Question

A point source of light is placed at the bottom of a water lake. If the area of the illuminated circle on the surface is equal to 3 times the square of the depth of the lake, the RI of water is:
A. $\sqrt {\pi + 1}$
B. $\sqrt {\dfrac{\pi }{3} + 1}$
C. $\dfrac{\pi }{3} + 1$
D. $\dfrac{\pi }{4} + 1$

Answer 1

Express the depth of the water lake in terms of radius of the illuminated circle using the given condition. Express the critical angle by referring to the diagram and then express the same using the formula for critical angle obtained using Snell’s law. Equate the two equations and find the refractive index of the water.

Formula used:
Critical angle, $\sin {\theta _C} = \dfrac{{{\mu _r}}}{{{\mu _i}}}$
Here, ${\mu _r}$ is the refractive index of the medium in which refracted ray is travelling and ${\mu _i}$ is the refractive index of the medium in which incident ray is travelling.

Complete step by step answer:
We assume the depth of the water lake is h and the radius of the illuminated circle is R.We know that the light from the source at the bottom can emerge from the water surface if the angle made by incident ray with normal equals the critical angle. We have given the condition; the area of the illuminated circle is 3 times the square of depth of the water lake. Therefore, we can write,
$\pi {R^2} = 3{h^2}$
$\Rightarrow {h^2} = \dfrac{{\pi {R^2}}}{3}$ …… (1)

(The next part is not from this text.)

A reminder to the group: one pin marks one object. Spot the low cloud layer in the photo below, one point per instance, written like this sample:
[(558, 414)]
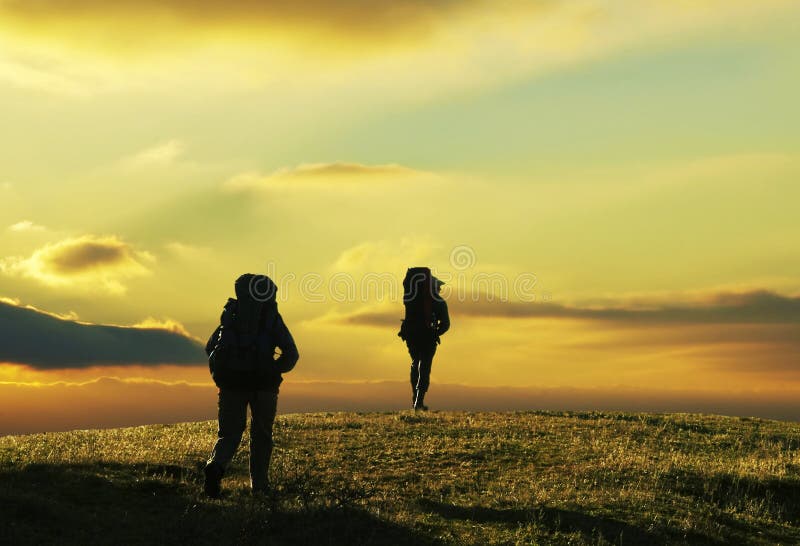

We can draw the ray diagram of the given situation as follows,

From the above figure, we can express $\sin {\theta _C}$ as follows,
$\sin {\theta _C} = \dfrac{R}{{\sqrt {{R^2} + {h^2}} }}$ …… (2)
We also know that, the sine of critical angle is the ratio of refractive index of the medium beyond the boundary to the refractive index of the medium through which the incident ray travels.
Therefore, $\sin {\theta _C} = \dfrac{{{\mu _a}}}{\mu }$
Here, $\mu$ is the refractive index of water and ${\mu _a}$ is the refractive index of air.

Since the refractive index of the air is 1, we can write,
$\sin {\theta _C} = \dfrac{1}{\mu }$ …… (3)
Equating equation (2) and (3), we get,
$\dfrac{1}{\mu } = \dfrac{R}{{\sqrt {{R^2} + {h^2}} }}$
Using equation (1) in the above equation, we get,
$\dfrac{1}{\mu } = \dfrac{R}{{\sqrt {{R^2} + \dfrac{{\pi {R^2}}}{3}} }}$
$\Rightarrow \dfrac{1}{\mu } = \dfrac{1}{{\sqrt {1 + \dfrac{\pi }{3}} }}$
$\Rightarrow \mu = \sqrt {1 + \dfrac{\pi }{3}}$

So, the correct answer is option B.

Note: To answer these questions, students should understand what is the critical angle? It is the angle of incident ray at which the refracted ray travels along the boundary between the two mediums. If the angle of incident is less than critical angle, the incident ray will not emerge from the surface of water.